RSe espera que el nivel de colesterol en plasma de unos enfermos sometidos a un determinado tratamiento se distribuye según una ley normal de media 220 mg/dl Se toma una muestra de 9 enfermos, y se miden sus niveles de colesterol. Los resultado fueron:
203, 229, 215, 220, 223, 233, 208, 228, 209
Contrastar la hipótesis de que esta muestra proviene de una población con media 220 mg/dl.
Solución
Sea \( X \) la variable que da el valor de colesterol en plasma en individuo escogido al azar de la población de enfermos. El problema postula que la distribución de \( X \) sigue una ley normal de media \( \mu_0=220 \). Se toma la muestra que se muestra en el enunciado.
Denotemos por \( \mu \) la media real (desconocida) de la población de enfermos nos poden que realicemos el contraste:
\[ \left\{ \begin{array}{ll} H_{0}: & \mu= 220\\ H_{1}: & \mu\neq 220 \end{array} \right. \]
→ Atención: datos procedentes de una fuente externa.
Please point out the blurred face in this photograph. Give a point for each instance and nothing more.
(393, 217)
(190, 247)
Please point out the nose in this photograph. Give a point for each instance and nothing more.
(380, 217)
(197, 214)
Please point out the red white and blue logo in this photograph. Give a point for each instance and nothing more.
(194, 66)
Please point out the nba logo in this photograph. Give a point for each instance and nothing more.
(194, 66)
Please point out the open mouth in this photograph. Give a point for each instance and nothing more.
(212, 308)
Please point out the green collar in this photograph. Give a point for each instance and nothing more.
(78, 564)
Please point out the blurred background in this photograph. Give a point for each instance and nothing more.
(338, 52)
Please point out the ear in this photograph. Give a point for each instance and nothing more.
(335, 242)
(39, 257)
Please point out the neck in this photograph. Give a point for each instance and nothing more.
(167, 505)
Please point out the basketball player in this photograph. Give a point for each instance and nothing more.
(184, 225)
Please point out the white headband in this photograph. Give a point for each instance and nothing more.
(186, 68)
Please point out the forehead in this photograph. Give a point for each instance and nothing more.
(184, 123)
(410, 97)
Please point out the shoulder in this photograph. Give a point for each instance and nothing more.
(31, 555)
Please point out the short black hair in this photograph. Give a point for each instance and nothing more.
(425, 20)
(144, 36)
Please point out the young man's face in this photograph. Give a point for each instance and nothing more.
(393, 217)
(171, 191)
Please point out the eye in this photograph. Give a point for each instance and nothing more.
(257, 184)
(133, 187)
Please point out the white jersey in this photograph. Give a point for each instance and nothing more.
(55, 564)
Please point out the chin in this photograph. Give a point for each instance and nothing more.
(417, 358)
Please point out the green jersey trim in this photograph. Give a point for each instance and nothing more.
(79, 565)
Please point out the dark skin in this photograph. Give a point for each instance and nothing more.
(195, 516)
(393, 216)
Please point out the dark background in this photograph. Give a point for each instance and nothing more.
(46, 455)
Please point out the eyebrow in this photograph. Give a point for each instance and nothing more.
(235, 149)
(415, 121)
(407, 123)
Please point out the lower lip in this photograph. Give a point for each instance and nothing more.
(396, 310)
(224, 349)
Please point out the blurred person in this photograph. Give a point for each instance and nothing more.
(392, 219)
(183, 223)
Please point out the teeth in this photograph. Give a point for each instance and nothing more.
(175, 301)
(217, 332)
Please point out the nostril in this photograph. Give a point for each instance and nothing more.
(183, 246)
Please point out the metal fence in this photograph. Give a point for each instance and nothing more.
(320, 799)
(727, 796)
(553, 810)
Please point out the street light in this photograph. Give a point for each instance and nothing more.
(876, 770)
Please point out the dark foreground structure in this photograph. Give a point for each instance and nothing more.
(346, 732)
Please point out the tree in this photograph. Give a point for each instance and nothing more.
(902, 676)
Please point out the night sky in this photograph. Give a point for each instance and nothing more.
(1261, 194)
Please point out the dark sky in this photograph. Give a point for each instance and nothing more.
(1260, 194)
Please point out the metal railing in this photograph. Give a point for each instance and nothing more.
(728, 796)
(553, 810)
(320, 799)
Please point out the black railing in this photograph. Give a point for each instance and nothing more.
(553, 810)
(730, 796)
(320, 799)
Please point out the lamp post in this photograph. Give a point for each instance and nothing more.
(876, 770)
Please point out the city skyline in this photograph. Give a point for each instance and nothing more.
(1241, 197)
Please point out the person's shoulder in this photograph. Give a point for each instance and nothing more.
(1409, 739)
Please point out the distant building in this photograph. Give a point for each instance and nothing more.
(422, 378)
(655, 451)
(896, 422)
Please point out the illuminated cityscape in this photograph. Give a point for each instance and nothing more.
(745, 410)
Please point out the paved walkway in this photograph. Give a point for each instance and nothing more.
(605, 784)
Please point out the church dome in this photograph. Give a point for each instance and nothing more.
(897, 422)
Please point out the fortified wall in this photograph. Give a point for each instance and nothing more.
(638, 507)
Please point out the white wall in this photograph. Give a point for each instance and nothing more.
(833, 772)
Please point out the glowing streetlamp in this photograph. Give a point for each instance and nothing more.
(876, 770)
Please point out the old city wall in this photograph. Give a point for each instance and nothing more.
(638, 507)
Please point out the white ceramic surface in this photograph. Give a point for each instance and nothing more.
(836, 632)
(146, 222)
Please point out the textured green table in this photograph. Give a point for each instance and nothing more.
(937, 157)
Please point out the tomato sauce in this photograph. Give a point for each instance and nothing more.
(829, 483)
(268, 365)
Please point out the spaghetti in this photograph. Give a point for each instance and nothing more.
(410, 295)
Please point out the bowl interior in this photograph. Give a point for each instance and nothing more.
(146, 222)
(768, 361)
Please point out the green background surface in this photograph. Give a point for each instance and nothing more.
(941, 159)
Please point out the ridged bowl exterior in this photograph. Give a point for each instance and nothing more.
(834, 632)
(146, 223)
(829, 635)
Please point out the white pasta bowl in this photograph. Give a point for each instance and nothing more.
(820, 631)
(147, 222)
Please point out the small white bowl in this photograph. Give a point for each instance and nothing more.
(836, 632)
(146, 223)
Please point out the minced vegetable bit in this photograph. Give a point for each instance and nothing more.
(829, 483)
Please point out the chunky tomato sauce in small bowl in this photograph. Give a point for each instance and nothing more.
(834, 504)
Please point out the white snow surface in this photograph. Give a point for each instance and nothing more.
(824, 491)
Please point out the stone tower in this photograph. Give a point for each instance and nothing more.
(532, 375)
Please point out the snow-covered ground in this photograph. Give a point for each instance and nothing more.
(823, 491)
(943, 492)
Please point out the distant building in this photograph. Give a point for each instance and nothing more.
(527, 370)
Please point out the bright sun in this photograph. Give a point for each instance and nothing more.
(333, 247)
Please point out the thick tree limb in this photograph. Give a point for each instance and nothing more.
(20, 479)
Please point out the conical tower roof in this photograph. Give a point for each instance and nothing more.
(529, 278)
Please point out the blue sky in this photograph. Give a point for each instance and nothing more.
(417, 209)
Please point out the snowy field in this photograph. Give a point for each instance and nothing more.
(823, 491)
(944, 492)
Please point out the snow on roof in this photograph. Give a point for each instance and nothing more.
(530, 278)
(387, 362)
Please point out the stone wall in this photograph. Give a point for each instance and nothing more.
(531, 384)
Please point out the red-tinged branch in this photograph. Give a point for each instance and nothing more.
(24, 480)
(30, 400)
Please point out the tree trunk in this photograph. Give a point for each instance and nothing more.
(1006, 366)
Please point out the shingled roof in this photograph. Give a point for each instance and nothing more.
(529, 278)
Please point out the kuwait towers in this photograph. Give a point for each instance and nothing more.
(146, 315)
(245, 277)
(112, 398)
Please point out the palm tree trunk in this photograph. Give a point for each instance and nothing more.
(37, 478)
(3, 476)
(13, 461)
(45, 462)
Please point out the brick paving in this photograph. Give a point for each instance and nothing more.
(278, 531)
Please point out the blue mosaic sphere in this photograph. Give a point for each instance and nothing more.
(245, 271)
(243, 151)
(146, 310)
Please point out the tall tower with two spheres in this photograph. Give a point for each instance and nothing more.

Bajo estas condiciones (población normal, varianza \( \sigma_{X}^{2} \) desconocida y muestra pequeña de tamaño $n= 9 $) el test aplicaremos será un \( t \)-test que tiene como estadístico de contraste
\[ t= \frac{\overline{X}-\mu_{0}}{{\tilde{S}_X}/{\sqrt{n}}} \]
Tenemos que la media \( \overline{X}= \) 218.6667, la desviación típica \( \tilde{S}_X= \) 10.5238 y el tamaño de la muestra es \( n= \) 9. Así que el valor del estadístico de contraste es
\[ T= \frac{ 218.6667- 220}{ 10.5238/\sqrt{ 9}} = -0.3801 \]
El \( p \)-valor de este test para la hipótesis alternativa bilateral es
\[ p-\mbox{valor}=2 P\left(t_{ 8} \geq |-0.3801|\right)= 2 P\left(t_{ 8} \geq 0.3801|\right)=0.7138. \] El intervalo de confianza al nivel \( 1-\alpha=0.95 \) es
\[ \left[\overline{X} -t_{n-1,1-\frac{\alpha}{2}} \frac{\tilde{S}_{X}}{\sqrt{n}}, \overline{X}+t_{n-1,1-\frac{\alpha}{2}}\frac{\tilde{S}_{X}}{\sqrt{n}} \right]=[215.2887, 222.0446]. \]
Informe final: El p-valor del contraste es 0.7138, y el intervalo de confianza del 95% pera el nivel medio de colesterol \( \mu \) es \( [215.2887, 222.0446] \). No hay evidencia que nos permita rechazar la hipótesis nula que \( \mu = 220 \).
Para resolverlo directamente con R basta con utilizar la funciónt.test
t.test(colesterol, mu = 220, alternative = "two.sided", conf.level = 0.95)
##
## One Sample t-test
##
## data: colesterol
## t = -0.3801, df = 8, p-value = 0.7138
## alternative hypothesis: true mean is not equal to 220
## 95 percent confidence interval:
## 210.6 226.8
## sample estimates:
## mean of x
## 218.7
Como se observa obtenemos los mismos resultados.